Herrmann decided to start a club and began recruiting classmates in UC’s College of Engineering and Applied Science.

“It was very easy to get people interested in joining us. Space is cool right now,” he said.

Today, the club has 35 members. While most students are studying engineering or computer science, CubeCats is open to all UC students and is looking to grow.



 

UC CubeCats founder Adam Herrmann, left, and President Himadri Pandey talk about the many space projects they considered before choosing to study radiation in space.

UC CubeCats founder Adam Herrmann, left, and President Himadri Pandey talk about the many space projects they considered before choosing to study radiation in space.

 

CubeCats President Himadri Pandey first dreamed about space as a third-grader when her grandparents shared the exploits of India’s first female astronaut aboard the space shuttle.

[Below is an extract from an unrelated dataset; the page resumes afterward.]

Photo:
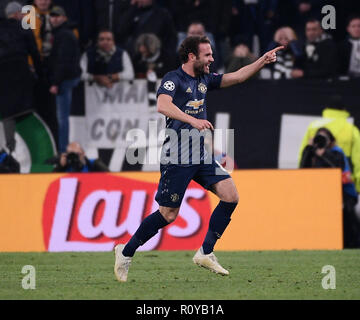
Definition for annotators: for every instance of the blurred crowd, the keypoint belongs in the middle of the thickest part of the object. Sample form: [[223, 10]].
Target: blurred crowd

“For the next year, when anyone asked me what I wanted to be when I grew up, I said I wanted to be an astronaut like Kalpana Chawla,” she said.

Pandey followed her interest in computer science to UC, where she enrolled to take advantage of the university’s esteemed cooperative education program. But her early space dreams weren’t finished with her.

“I always thought space was cool. When I had a chance to join the club, I thought sure!” she said. “My interest grew the more I learned about it. I started going to conferences. There is so much to learn, but the community is so amazing.”

Himadri said she was delighted by NASA's announcement.


“It seems surreal. We have been looking forward to this day for more than two years now,” she said.

The UC club won grants totalling nearly $200,000 to design and build its first two cubesats. All nominated projects must address real problems related to NASA’s strategic goals.

 

The space shuttle Columbia lifts off from Kennedy Space Center in this 1993 NASA file photo. The crew of Columbia, including Indian astronaut Kalpana Chawla, were killed when the space shuttle broke up on re-entry during a 2003 mission. It was Columbia's 28th mission. (NASA)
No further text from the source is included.